DEFINING COURAGE DOWN
The Romney campaign is furiously trying to spoon-feed stories to the media that signal a pivot to the center. Yesterday, Molly Ball of The Atlantic did the campaign's a favor and wrote a Romney press release:
Mitt Romney's Gay Spokesman: A Milestone in Republican Politics
The recent hiring of Richard Grenell, Mitt Romney's openly gay foreign-policy spokesman, represents a breakthrough in the world of Republican presidential campaigns.
Grenell isn't the first out gay person to serve as a high-level staffer to a GOP nominee, but as far as I can tell, he is the first such press spokesman -- the first to serve as the public face of the all-but-certain Republican nominee -- and on the historically sensitive issue of national security, no less.... His rise signals a remarkable new openness in a party often castigated for its social conservatism....

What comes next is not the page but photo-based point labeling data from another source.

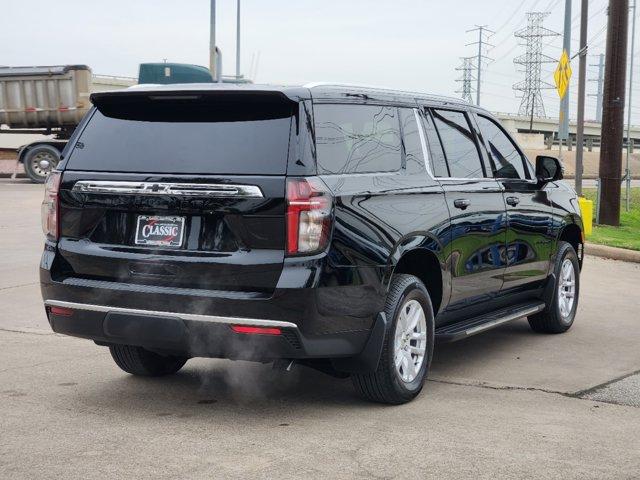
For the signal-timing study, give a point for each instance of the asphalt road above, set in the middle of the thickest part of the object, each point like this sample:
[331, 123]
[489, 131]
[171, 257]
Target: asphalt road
[506, 404]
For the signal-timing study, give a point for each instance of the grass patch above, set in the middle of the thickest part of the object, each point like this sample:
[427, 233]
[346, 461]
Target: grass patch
[627, 235]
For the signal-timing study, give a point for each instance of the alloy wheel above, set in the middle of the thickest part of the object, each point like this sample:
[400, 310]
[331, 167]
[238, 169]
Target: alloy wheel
[410, 343]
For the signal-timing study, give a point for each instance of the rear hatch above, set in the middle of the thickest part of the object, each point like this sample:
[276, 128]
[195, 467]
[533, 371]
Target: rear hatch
[180, 190]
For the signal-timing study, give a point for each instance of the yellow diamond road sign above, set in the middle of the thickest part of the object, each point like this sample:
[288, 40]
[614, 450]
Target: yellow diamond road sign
[562, 75]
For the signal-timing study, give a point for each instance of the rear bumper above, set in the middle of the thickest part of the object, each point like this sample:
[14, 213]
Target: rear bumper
[321, 314]
[198, 335]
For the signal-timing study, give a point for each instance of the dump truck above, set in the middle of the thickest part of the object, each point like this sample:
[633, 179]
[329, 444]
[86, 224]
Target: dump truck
[53, 100]
[47, 100]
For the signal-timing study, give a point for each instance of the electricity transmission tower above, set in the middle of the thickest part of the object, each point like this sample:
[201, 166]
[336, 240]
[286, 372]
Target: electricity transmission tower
[481, 56]
[600, 88]
[467, 78]
[531, 63]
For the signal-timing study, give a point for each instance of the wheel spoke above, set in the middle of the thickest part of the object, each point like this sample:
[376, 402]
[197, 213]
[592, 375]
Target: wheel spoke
[411, 368]
[398, 359]
[417, 350]
[413, 317]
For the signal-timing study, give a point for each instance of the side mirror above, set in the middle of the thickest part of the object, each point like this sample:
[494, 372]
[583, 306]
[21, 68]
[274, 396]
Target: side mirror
[548, 169]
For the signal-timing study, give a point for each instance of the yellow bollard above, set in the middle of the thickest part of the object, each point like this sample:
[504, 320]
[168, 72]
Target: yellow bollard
[586, 209]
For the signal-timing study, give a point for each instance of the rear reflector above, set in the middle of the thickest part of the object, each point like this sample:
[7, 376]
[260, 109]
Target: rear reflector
[256, 330]
[61, 311]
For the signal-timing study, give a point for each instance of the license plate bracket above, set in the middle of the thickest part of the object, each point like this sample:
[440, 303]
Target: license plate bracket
[159, 231]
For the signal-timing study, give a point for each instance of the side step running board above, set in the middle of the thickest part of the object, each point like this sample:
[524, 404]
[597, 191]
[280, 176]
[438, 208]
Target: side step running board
[467, 328]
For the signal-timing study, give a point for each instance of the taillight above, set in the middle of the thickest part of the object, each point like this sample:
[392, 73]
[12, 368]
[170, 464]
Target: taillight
[51, 207]
[309, 205]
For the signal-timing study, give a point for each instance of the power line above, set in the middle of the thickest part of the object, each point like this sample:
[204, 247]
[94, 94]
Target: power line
[532, 60]
[467, 68]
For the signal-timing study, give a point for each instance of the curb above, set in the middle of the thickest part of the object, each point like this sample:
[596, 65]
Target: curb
[11, 175]
[612, 253]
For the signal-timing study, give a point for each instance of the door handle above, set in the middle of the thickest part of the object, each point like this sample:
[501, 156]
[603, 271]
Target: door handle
[513, 201]
[461, 203]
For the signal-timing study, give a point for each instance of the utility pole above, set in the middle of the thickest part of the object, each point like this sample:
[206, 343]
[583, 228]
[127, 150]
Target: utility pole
[582, 74]
[482, 30]
[600, 81]
[613, 112]
[238, 43]
[466, 79]
[563, 127]
[212, 43]
[627, 171]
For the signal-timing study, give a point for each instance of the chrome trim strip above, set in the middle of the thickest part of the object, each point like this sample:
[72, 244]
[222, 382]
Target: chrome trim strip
[505, 319]
[161, 188]
[181, 316]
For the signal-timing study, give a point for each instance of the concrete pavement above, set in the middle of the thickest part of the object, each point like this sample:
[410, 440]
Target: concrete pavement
[506, 404]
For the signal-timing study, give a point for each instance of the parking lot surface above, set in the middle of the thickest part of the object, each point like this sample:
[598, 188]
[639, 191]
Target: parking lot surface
[506, 404]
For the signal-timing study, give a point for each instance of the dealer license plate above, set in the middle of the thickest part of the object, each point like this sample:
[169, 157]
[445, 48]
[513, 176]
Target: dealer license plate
[159, 231]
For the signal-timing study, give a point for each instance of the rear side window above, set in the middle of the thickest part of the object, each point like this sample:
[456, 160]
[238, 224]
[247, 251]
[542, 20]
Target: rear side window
[357, 139]
[191, 137]
[458, 142]
[507, 162]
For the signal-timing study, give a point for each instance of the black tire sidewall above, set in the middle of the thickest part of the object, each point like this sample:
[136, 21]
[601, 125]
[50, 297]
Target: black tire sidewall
[413, 291]
[566, 251]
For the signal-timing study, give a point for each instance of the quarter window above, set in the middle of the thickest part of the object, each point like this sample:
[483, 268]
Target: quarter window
[414, 156]
[438, 160]
[507, 162]
[458, 142]
[357, 139]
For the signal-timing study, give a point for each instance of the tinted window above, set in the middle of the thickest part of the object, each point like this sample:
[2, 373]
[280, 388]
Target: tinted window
[414, 156]
[507, 161]
[459, 144]
[438, 160]
[192, 139]
[357, 139]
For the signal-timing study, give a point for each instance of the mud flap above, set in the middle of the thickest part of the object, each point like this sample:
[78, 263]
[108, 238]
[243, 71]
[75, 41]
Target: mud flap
[367, 361]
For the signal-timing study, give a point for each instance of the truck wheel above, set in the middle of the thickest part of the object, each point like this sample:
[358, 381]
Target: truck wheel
[407, 348]
[139, 361]
[559, 315]
[39, 161]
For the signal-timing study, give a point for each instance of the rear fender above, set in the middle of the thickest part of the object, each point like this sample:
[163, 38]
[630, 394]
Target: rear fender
[421, 241]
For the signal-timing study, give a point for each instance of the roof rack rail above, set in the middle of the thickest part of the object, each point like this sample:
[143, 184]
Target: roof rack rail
[382, 89]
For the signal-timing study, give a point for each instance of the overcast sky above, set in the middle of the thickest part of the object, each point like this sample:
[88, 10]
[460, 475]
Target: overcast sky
[405, 44]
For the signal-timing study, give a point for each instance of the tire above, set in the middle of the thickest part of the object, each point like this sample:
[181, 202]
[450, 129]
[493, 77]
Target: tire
[139, 361]
[559, 315]
[386, 384]
[33, 158]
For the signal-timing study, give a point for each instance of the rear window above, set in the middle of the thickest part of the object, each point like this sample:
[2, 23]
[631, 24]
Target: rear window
[357, 139]
[186, 135]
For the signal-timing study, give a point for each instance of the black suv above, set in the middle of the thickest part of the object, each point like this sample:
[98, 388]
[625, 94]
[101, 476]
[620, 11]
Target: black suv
[343, 228]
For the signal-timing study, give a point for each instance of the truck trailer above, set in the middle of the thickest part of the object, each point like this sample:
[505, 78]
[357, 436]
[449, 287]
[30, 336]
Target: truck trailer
[47, 100]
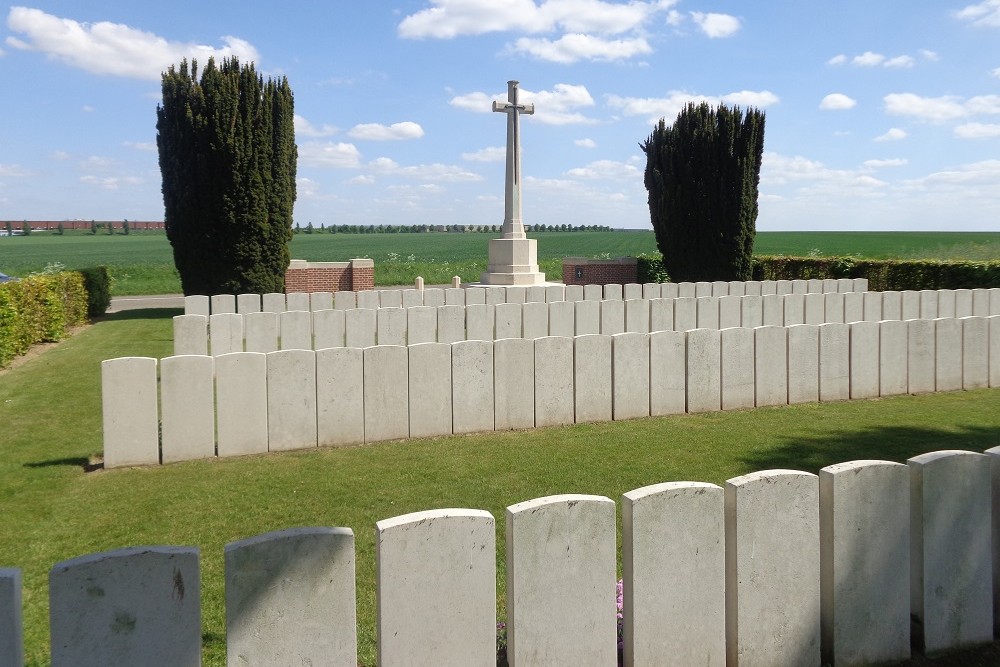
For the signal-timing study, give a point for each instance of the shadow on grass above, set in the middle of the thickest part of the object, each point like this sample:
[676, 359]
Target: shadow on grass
[893, 443]
[73, 461]
[141, 314]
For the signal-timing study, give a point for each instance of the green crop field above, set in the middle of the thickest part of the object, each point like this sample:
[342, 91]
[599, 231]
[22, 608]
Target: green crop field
[142, 263]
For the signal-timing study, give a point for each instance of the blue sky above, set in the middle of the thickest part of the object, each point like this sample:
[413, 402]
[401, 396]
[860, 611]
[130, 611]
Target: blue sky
[880, 115]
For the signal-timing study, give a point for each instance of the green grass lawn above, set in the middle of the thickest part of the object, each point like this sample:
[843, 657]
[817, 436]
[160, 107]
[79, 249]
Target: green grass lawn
[142, 262]
[52, 509]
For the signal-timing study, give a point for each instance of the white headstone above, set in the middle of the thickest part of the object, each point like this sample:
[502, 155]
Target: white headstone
[138, 606]
[273, 302]
[187, 408]
[328, 329]
[360, 326]
[290, 598]
[241, 403]
[429, 376]
[436, 588]
[247, 303]
[421, 325]
[893, 358]
[472, 386]
[390, 325]
[11, 618]
[451, 323]
[668, 384]
[535, 319]
[630, 375]
[561, 581]
[770, 366]
[262, 329]
[703, 370]
[864, 359]
[803, 363]
[197, 304]
[513, 383]
[773, 568]
[592, 370]
[553, 381]
[296, 330]
[508, 320]
[340, 403]
[673, 575]
[131, 424]
[612, 316]
[737, 367]
[864, 558]
[291, 400]
[834, 362]
[190, 334]
[386, 393]
[950, 552]
[587, 317]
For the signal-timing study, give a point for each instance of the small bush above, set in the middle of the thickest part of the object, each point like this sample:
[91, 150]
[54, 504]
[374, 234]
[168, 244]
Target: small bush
[97, 282]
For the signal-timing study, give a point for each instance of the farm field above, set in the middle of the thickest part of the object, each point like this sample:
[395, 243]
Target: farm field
[142, 262]
[55, 510]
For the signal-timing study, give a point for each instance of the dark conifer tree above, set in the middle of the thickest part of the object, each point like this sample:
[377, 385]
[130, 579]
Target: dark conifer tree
[702, 175]
[228, 162]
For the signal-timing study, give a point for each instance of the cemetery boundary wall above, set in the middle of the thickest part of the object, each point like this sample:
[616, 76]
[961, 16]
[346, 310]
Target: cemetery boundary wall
[223, 333]
[777, 567]
[195, 406]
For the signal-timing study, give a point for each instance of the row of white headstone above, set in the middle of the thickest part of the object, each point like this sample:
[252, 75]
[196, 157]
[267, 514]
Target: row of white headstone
[778, 567]
[248, 402]
[458, 296]
[223, 333]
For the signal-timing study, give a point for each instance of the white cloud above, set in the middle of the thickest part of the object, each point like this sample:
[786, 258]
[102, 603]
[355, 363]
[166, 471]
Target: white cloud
[668, 107]
[984, 14]
[880, 164]
[303, 128]
[837, 102]
[606, 170]
[329, 154]
[394, 132]
[894, 134]
[977, 131]
[111, 48]
[555, 107]
[940, 109]
[574, 47]
[491, 154]
[446, 19]
[716, 25]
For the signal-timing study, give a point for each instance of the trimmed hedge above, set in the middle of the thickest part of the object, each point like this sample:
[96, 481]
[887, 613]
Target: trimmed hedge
[39, 308]
[882, 274]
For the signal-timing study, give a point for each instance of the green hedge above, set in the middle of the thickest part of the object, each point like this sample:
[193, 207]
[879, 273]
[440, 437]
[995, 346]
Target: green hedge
[882, 274]
[38, 309]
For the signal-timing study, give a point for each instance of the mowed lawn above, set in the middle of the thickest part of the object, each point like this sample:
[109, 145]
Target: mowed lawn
[142, 262]
[53, 509]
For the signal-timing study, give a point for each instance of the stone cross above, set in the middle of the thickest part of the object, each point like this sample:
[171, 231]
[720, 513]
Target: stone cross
[513, 228]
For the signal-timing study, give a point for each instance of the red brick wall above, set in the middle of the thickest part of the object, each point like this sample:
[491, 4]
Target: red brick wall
[302, 276]
[581, 271]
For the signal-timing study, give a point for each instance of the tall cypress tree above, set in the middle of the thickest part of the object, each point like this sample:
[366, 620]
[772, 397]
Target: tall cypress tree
[228, 161]
[702, 175]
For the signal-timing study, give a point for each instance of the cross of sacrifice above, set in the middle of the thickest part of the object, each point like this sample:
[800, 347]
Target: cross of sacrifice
[513, 228]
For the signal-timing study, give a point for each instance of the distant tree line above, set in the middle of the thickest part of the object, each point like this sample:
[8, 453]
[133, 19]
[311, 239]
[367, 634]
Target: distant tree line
[309, 228]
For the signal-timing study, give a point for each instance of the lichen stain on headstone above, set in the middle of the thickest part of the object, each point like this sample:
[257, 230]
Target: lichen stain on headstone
[124, 623]
[178, 585]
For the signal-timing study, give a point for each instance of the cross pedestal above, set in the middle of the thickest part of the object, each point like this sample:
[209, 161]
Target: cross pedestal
[513, 256]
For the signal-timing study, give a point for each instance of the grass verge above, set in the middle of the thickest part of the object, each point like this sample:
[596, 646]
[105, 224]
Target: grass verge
[53, 510]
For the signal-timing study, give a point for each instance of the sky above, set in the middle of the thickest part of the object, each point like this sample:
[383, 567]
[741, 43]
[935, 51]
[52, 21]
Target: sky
[879, 115]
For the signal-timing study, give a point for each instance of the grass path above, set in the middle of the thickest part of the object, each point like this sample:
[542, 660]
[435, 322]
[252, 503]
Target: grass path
[53, 510]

We're supposed to be impressed by this? In 2012? I just want to remind Ball that this makes the Romney approximately as pro-gay as the Poppy Bush White House twenty years ago. Ball talks about "the historically sensitive issue of national security," but Grennell is a spokesman on defense issues for a guy who's not in office; Bush Senior had a man known to be gay as his spokesman at the Pentagon.
Older readers know who I mean -- Pete Williams, now a newsman at NBC, was Pentagon spokesman during the Gulf War, then was outed in August 1991. There was talk of a resignation, but the Bush administration kept him on, and he continued to serve as the controversy died down.
Hiring Grennell is a huge breakthrough? Why?